In the present work, a residual ConvLSTM U-Net was applied for the segmentation of acute ischemic lesions on DWI using a large-scale multicenter dataset to investigate the performance of the DL models across different MRI manufacturers. This study makes several contributions to the existing literature on DL-based acute ischemic lesion segmentation on DWI. (1) The DL models demonstrated non-inferior performance compared with a radiologist in delineating borders of ischemic lesions when applied to previously unseen images derived from the same manufacturer on which the models were previously trained. (2) The DL models yielded reasonable performance when applied to DW images derived from a different MRI manufacturer with a median Dice score of 0.734–0.756. (3) However, the segmentation performance of the DL models was substantially higher when applied to previously unseen DW images of the same manufacturer compared with that of DL models applied to previously unseen images of a different manufacturer. (4) In contrast, the radiologist’s performance did not differ between datasets derived from different MRI manufacturers. (5) When the DL models were fine-tuned with a small fraction of the images obtained from the other manufacturer using transfer learning, their performance increased substantially to a non-inferior level to that of a radiologist on the external tests. (6) DL model-based infarct volume estimations yielded moderate to high positive correlations with the ground-truth volume measurements. Likewise, transfer learning improves DL models’ performances in measuring infarct volumes.

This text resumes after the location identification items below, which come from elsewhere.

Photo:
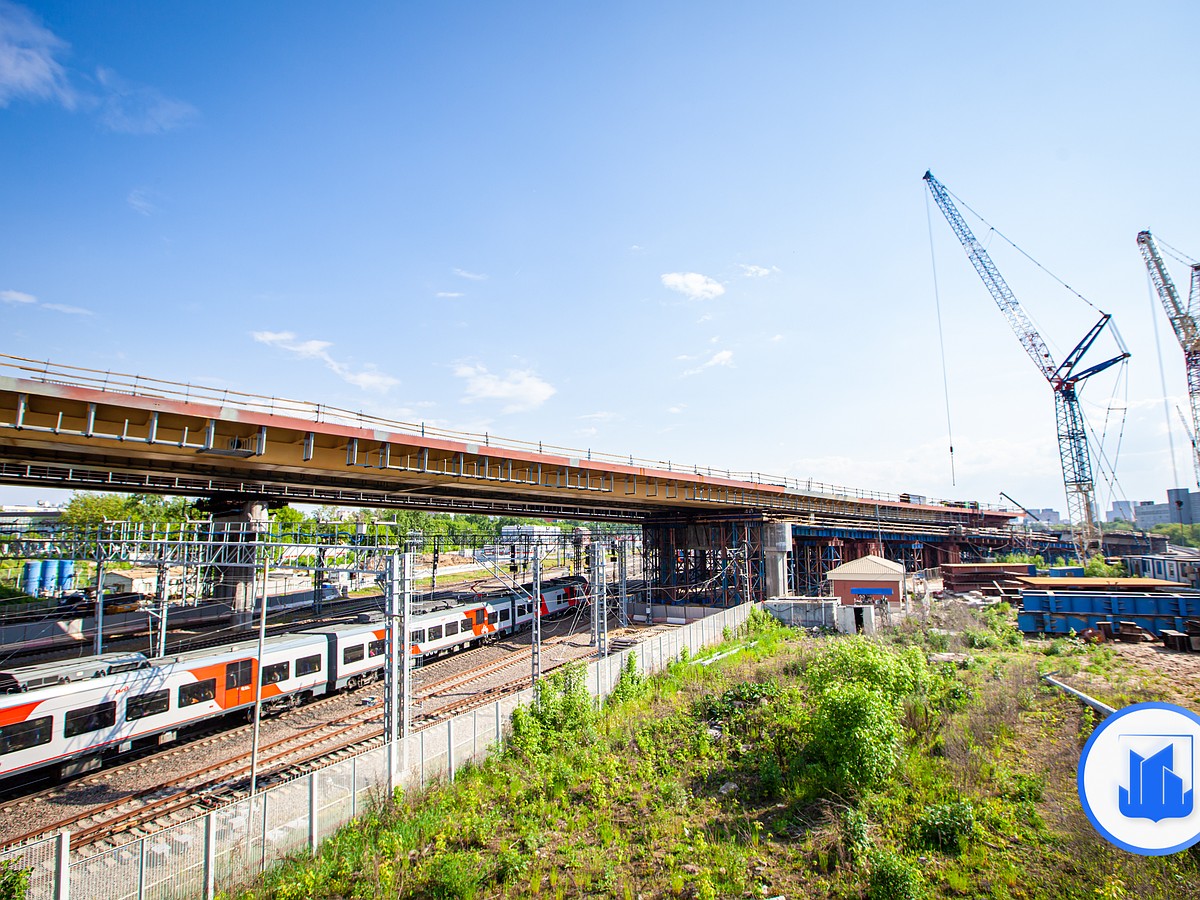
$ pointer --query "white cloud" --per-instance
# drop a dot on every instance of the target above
(519, 390)
(757, 271)
(22, 298)
(697, 287)
(139, 202)
(366, 378)
(30, 70)
(28, 65)
(132, 108)
(67, 310)
(721, 358)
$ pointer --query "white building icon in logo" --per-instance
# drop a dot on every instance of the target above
(1137, 778)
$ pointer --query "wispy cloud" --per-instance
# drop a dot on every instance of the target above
(132, 108)
(19, 298)
(519, 391)
(31, 70)
(757, 271)
(139, 201)
(366, 378)
(721, 358)
(697, 287)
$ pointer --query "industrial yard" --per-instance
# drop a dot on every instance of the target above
(731, 775)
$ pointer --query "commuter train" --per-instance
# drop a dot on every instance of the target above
(72, 714)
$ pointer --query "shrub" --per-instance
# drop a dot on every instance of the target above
(894, 877)
(946, 827)
(863, 661)
(856, 737)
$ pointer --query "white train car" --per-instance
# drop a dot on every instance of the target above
(73, 725)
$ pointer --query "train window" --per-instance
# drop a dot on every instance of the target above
(144, 705)
(22, 736)
(239, 675)
(81, 721)
(198, 693)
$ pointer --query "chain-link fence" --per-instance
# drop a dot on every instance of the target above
(233, 844)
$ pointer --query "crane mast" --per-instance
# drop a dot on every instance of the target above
(1073, 451)
(1183, 323)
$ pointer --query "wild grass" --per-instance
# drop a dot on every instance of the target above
(839, 767)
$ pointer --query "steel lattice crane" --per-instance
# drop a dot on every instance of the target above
(1073, 450)
(1185, 324)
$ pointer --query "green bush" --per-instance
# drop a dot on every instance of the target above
(856, 737)
(894, 877)
(864, 661)
(13, 881)
(946, 827)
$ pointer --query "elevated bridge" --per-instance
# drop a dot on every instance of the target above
(77, 429)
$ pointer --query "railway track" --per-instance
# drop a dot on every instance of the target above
(130, 801)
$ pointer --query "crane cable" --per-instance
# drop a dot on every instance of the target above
(941, 340)
(1162, 375)
(1012, 244)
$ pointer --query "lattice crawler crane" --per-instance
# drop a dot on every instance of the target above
(1063, 379)
(1185, 324)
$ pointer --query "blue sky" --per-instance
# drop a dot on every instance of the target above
(683, 231)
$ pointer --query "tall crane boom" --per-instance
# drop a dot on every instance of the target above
(1183, 323)
(1073, 450)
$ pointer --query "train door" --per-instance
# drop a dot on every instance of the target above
(239, 683)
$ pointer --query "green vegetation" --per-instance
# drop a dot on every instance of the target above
(919, 765)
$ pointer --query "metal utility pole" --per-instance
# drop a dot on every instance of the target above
(97, 645)
(1063, 379)
(622, 587)
(258, 683)
(399, 675)
(599, 599)
(1183, 322)
(535, 634)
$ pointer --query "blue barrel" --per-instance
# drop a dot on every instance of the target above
(33, 579)
(49, 575)
(66, 575)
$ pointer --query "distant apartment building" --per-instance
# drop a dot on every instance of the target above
(1182, 507)
(1122, 510)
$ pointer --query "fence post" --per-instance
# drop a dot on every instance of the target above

To the best of our knowledge, the present work had the largest sample size reported thus far. The systematic evaluation of the contribution of transfer learning for domain adaptation across multicenter expert annotated datasets was the prominent uniqueness of the present work. Comparing DL's segmentation performance with radiologists across MRI scanner vendors was the other unique contribution to the prior literature. Besides, the present work was the first to use ConvLSTM block on DWI and ADC maps in stroke imaging, as far as we know. The standard convolutional block could not aggregate the information on the z-axis of the radiological images, which often is mandatory to make the diagnosis correctly^30,31. The ConvLSTM blocks allow assessing DWI and ADC slices with an arbitrary range while capturing inter-slice dependencies²⁶.

We do acknowledge that ConvLSTM hypothetically might be inferior compared with the 3D variants of U-Net in assessing cross-sectional medical data. Some prior works suggest that 3D variants of U-Nets have outstanding performance in many medical image segmentation tasks³⁰. However, it has been shown that 3D models showed their best performance when the voxels are isotropic (i.e., the same voxel size across three dimensions), yet their performance might significantly drop on the images with anisotropic voxel sizes³¹. Brain DWI often are highly anisotropic images since the slice thickness (i.e., z-axis) generally is much more than the in-plane spatial resolution (i.e., y and x-axes). Additionally, 3D U-net requires higher memory capacity, and it might require lowering the original spatial resolution or using patch-based approaches in the network, which inevitably leads to loss of contextual information^32,33. Nevertheless, head-to-head comparisons of 3D U-net and ConvLSTM U-net in segmenting stroke lesions on DWI should be systematically explored in future work.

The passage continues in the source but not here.